MAE calculates the average over the test sample of the absolute differences between predicted and actual observations. MAE of 2,55 doesn’t tell much without the comparison with the average value of the actually observed violations of all parcel-date cases – which is 5,63. Another valid comparison is with the distribution of the values of the observed number of violations (histogram below). For example, if the model predicted the number of violations in the next violation occurring inspection will be 6, the average error indicates the actual number could be somewhere between 6 – 2,55 and 6 + 2,55). Both comparisons indicate that the regressor model results are not as satisfying as the classification results.

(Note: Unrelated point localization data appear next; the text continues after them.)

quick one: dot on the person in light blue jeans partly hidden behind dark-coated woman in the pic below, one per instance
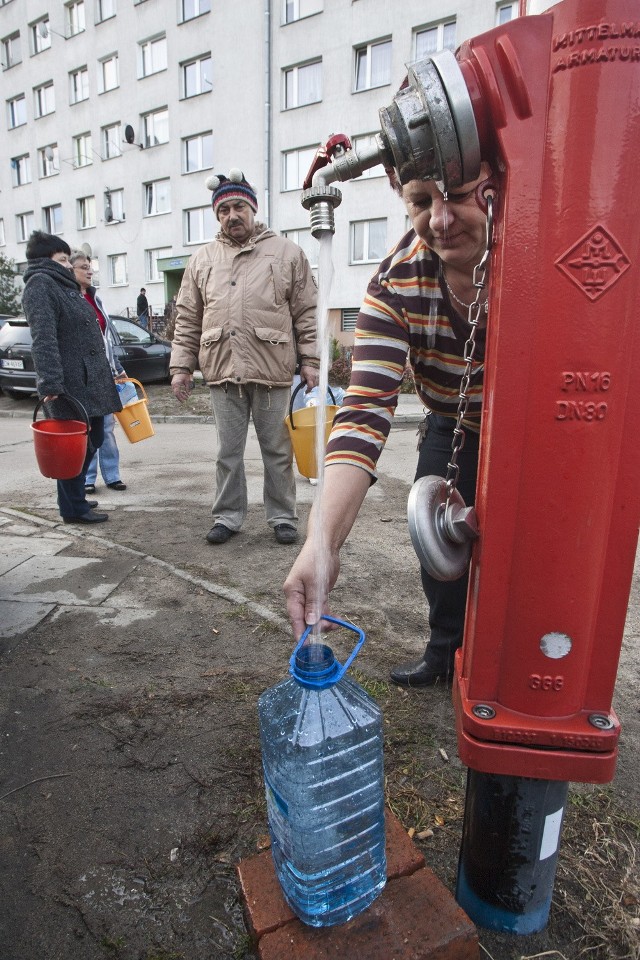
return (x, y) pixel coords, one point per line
(108, 456)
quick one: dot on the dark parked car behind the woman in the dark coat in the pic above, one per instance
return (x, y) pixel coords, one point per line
(144, 356)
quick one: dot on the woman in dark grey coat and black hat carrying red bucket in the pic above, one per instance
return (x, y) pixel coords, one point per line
(69, 357)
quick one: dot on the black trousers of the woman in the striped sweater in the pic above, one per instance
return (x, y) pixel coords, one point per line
(447, 600)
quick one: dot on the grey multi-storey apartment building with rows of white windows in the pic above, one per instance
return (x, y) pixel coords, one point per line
(116, 111)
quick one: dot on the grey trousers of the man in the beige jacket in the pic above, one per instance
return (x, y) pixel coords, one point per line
(268, 406)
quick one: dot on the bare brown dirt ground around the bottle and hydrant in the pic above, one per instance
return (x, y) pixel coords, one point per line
(147, 742)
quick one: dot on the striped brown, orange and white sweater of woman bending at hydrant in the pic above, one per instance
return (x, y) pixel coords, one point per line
(405, 311)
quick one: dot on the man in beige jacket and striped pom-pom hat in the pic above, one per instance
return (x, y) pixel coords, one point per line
(246, 317)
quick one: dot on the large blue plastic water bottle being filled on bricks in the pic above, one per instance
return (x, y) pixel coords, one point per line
(321, 737)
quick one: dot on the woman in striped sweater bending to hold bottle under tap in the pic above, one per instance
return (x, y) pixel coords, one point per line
(417, 303)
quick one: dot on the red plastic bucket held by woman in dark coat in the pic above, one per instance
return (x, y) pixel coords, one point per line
(61, 445)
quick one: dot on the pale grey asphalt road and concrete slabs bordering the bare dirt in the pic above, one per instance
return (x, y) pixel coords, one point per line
(41, 573)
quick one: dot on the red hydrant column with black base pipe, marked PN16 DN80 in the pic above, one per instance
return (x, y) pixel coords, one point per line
(556, 99)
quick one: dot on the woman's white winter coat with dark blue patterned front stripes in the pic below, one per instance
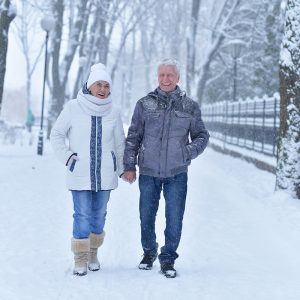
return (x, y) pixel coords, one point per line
(98, 142)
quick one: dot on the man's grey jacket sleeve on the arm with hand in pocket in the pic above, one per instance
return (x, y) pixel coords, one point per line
(198, 133)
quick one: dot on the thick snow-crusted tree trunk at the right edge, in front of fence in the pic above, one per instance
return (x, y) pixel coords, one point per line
(288, 164)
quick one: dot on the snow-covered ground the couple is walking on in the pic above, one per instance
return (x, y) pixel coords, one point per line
(240, 240)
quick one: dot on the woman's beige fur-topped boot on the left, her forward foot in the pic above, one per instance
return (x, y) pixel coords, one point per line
(80, 248)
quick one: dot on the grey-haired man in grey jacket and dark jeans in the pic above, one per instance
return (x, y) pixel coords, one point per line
(166, 133)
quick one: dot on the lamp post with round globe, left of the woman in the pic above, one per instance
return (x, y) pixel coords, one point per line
(47, 24)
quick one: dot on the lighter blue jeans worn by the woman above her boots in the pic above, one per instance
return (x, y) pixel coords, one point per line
(89, 212)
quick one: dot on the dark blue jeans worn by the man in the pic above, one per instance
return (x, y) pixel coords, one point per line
(174, 191)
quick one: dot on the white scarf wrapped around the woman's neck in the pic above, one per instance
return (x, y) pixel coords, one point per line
(94, 106)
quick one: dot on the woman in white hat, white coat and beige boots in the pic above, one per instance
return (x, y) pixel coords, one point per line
(94, 160)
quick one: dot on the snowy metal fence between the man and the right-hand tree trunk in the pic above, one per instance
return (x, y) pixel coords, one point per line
(250, 123)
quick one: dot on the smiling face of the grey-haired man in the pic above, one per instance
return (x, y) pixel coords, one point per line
(167, 78)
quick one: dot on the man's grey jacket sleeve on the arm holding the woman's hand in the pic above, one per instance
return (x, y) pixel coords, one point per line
(134, 138)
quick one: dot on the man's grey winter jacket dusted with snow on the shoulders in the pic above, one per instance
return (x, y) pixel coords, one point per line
(166, 133)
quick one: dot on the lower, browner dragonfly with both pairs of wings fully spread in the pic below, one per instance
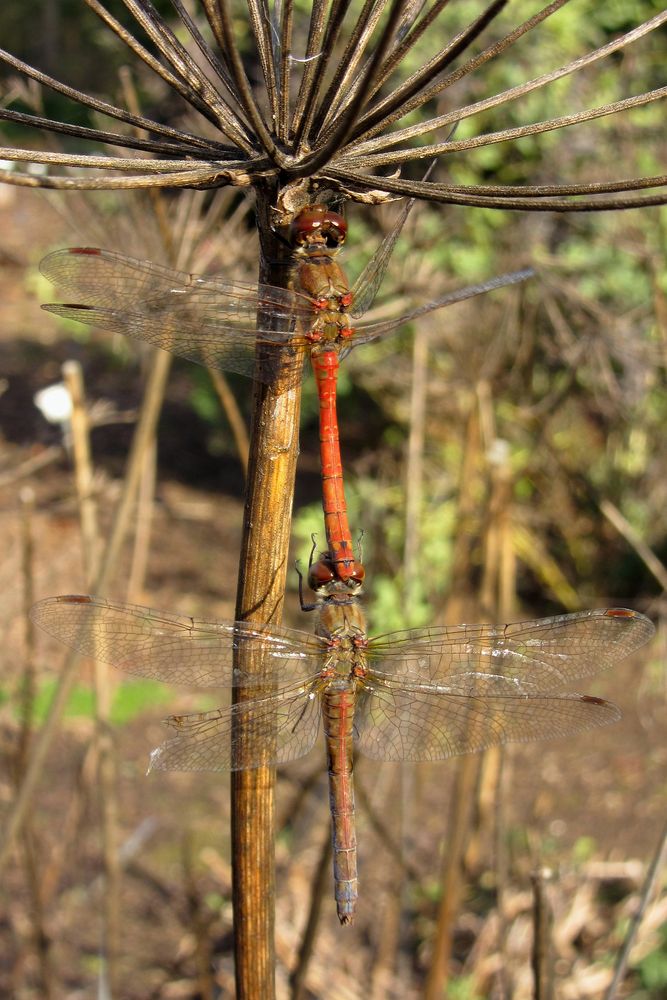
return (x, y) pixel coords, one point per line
(417, 695)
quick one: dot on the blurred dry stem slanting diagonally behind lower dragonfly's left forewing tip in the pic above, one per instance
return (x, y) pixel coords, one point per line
(144, 434)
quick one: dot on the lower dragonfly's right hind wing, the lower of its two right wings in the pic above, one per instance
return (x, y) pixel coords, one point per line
(394, 723)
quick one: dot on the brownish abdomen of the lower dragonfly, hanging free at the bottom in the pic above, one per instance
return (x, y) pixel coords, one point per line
(338, 714)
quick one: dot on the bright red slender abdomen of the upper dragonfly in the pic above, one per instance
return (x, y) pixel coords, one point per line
(337, 528)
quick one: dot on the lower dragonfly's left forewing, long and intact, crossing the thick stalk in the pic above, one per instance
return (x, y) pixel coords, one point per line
(174, 648)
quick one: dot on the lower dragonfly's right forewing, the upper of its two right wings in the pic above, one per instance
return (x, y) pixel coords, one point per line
(538, 656)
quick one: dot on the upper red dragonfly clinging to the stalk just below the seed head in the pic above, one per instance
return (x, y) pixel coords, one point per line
(226, 324)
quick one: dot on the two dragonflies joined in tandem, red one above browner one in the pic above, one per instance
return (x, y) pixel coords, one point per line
(424, 694)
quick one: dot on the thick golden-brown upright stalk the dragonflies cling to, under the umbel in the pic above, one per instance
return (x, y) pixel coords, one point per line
(262, 572)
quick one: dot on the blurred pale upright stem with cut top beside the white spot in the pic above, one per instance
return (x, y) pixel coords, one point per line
(107, 773)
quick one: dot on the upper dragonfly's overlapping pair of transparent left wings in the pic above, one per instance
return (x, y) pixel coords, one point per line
(207, 320)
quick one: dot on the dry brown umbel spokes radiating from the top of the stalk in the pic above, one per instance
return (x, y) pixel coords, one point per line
(344, 131)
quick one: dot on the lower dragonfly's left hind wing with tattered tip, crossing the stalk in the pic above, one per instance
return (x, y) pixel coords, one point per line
(261, 732)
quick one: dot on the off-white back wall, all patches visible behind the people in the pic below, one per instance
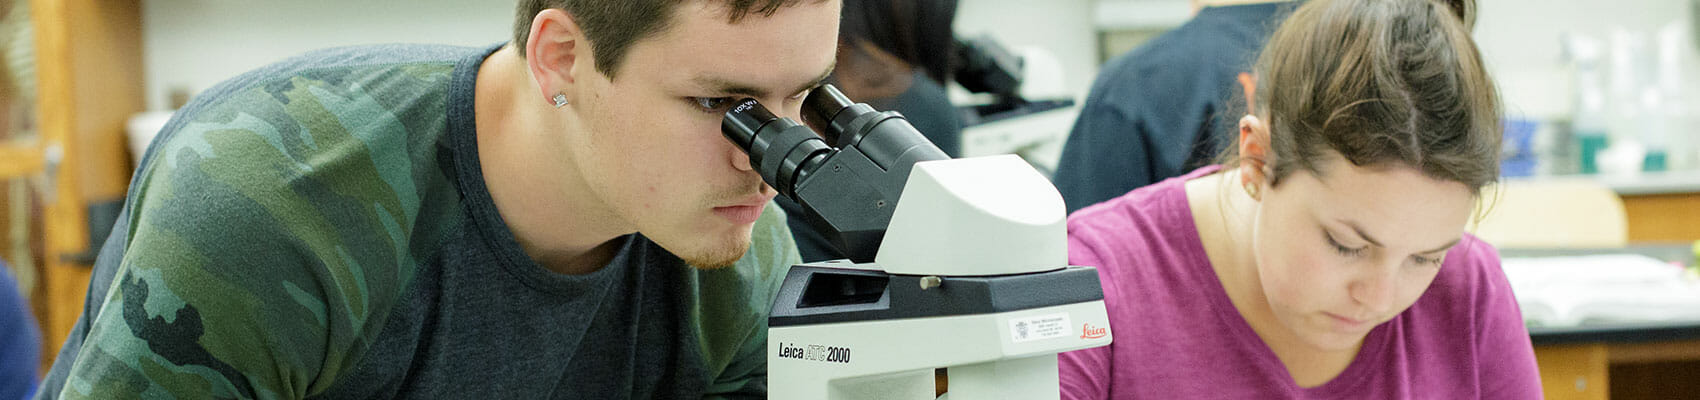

Out of two models we tested, one showed very promising results. However, we feel that there is a lot of room for improvement for both of them. Dataset we had at hand contained information only regarding failed inspections. This represents an incomplete view of the patterns of inspections and thus creates a constraint for our modelling approach. If there is a way to acquire complete information it would probably allow for a model improvement. Moreover, our approach was based on modelling data with an irregular time series component. These were only our initial attempts and there is no guarantee this approach was the most optimal one. It would certainly be interesting to compare the current method with the method of standardized time intervals to see if there is any improvement in the model results. On top of that, San Francisco’s open data platform offers additional interesting datasets such as street use permits, land use, evictions, building footprints, energy performance, etc. These are mostly coupled with specific time points and have some problems with missing data, but there could be a clever way of incorporating them in some form in the model. One other very important thing was that in our models we have used only the time series component, while the inclusion of the space component presented a challenge. It is problematic, and probably not wise at all, to do feature engineering with the combination of very specific time and space points (x y coordinates). However, in the standardized time interval approach, if we aggregate parcel violations in a quarterly manner, it would be much more feasible to calculate the number of violations in the vicinity in previous quarters than to try to search specific date-location combinations.
In light of the above, we think that Machine Learning can prove to be a very useful tool for real estate and city policy planning. Despite the fact that data-driven decision making is nothing new in these areas, we feel that advanced analytics and predictive modelling is not being fully utilized. We believe that better predictive intelligence can improve processes, quality of life for citizens, provide better city departmental services and address city resource allocation issues.